Here’s where social media comes in: An influx of content creators, from contributors to #WatchTok to YouTube and Instagram are shaking things up. Reem Soltan aka Reem the Dreem holds a lens to life on the street for over 90,000 TikTok followers. From “Closing an AP Jumbo” to “Deal of the Day,” her short-form videos reveal cost prices, the etiquette of negotiation, what deals you should be getting for your dime, and how to combat counterfeit culture. More broadly, social media has been hugely influential in promoting the panache behind this boulevard of bling to ever wider audiences. “The TikTok generation is a community influenced more than anyone else,” shares Julia Azer, another vendor (and notably, a woman) sharing the rundown of her job online. “People in college are now putting money aside so that maybe in five years, they can buy their first watch.”
“People also form a kinship with a person they watch on social media,” says Buckley, who takes to the app for an hour each morning before heading to work. “I’ve been posting on Instagram as @TuscanyRose [and on the Internet] since the ’90s, when forums were the only way to find out about watches. Now, I get people commenting on my posts saying, ‘I’ll never buy a Rolex but I love learning about the hustle.’”
All this has translated to a broadening of the watch buying and selling community on 47th Street. “There has been tremendous growth and diversity, not only on the collector side but also in the watchmaking sector,” says Carolina Navarro, deputy director of the Horological Society of New York. “For decades the average watch collector was a wealthy older white man. You could even see this reflected in attendance at HSNY’s monthly lectures. Today, it’s refreshing to see younger collectors, female collectors, and enthusiasts of all races and ethnicities.”

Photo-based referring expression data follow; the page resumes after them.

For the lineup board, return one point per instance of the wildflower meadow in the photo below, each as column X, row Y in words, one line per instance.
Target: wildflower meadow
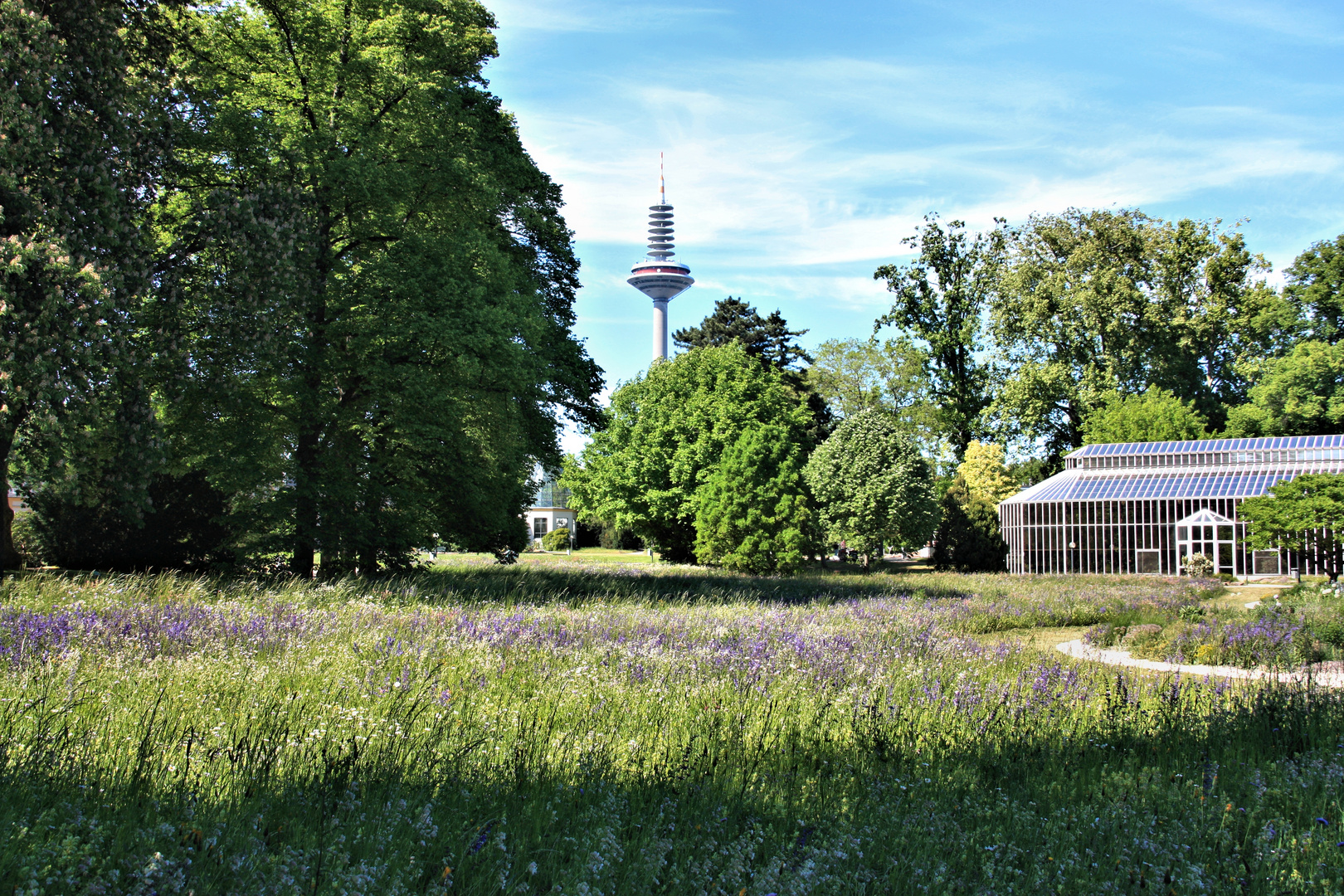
column 641, row 730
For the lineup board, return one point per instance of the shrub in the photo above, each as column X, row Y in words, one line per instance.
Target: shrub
column 1199, row 566
column 180, row 531
column 26, row 539
column 557, row 539
column 968, row 538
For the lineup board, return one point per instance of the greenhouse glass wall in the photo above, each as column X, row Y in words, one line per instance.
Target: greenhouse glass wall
column 1144, row 507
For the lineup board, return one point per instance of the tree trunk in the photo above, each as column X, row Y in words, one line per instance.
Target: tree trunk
column 305, row 503
column 10, row 558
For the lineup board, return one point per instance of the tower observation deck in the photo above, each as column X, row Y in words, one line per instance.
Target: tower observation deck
column 659, row 275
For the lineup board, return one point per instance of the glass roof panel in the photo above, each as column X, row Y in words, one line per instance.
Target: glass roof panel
column 1210, row 446
column 1099, row 486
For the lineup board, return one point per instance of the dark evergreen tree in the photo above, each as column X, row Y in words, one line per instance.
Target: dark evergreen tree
column 1316, row 285
column 968, row 539
column 769, row 340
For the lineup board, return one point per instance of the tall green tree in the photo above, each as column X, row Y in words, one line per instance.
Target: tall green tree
column 377, row 286
column 765, row 338
column 984, row 473
column 1097, row 303
column 940, row 299
column 769, row 340
column 855, row 375
column 665, row 437
column 873, row 486
column 968, row 538
column 84, row 132
column 1304, row 514
column 1316, row 284
column 753, row 512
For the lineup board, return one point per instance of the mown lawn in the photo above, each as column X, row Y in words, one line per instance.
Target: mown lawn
column 590, row 728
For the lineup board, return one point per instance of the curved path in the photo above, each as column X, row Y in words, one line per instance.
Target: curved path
column 1331, row 679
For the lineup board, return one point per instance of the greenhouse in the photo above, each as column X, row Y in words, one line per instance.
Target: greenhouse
column 1144, row 507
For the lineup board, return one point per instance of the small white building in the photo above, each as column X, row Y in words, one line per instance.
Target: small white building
column 550, row 511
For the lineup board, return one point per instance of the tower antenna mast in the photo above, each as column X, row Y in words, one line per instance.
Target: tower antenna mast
column 659, row 275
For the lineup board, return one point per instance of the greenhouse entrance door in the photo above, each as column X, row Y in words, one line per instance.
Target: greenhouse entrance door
column 1209, row 533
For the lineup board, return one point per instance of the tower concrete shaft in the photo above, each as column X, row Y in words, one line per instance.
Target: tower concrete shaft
column 659, row 275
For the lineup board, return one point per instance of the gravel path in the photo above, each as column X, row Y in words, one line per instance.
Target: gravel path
column 1332, row 677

Take Azer, who started selling on the street just two years ago. “There are so few women on 47th Street — they’re either helpers or working in marketing. They’re rarely fronting the sales. I try to sell to women and build a platform that makes watches feel accessible to women,” she says. “To be a woman on 47th Street, you have to fight for your meal and have the hustle in your heart. There’s a lot of competition.”
Of course, change brings inevitable tension to a community like 47th Street, where family ties, trust, and institutional knowledge are valued so highly. Beyond inevitable quibbles over territory, there’s concern from some of the older guard that this new bunch just doesn’t have what it takes to educate buyers. Outweighing all this, though, is a front that sellers old and new can largely unite on, and that’s saving the experience of the street from more nefarious forces: online shopping and couture boutiques that ensure watch collecting stays within reach for the ultra-rich alone. “We obtain a lot of products that stores don’t have,” says Reem. “It’s like a flea market — for the right price, everything is attainable. It’s about touching it and feeling it and then purchasing it.”
In short, 47th Street, that carnival of clockwork and its motley crew, may be our last hope for safeguarding the existence of the culture surrounding the watchmaking industry. It may force you to get your elbows out to scout for the best deal, but what’s on offer is worth a little push and shove.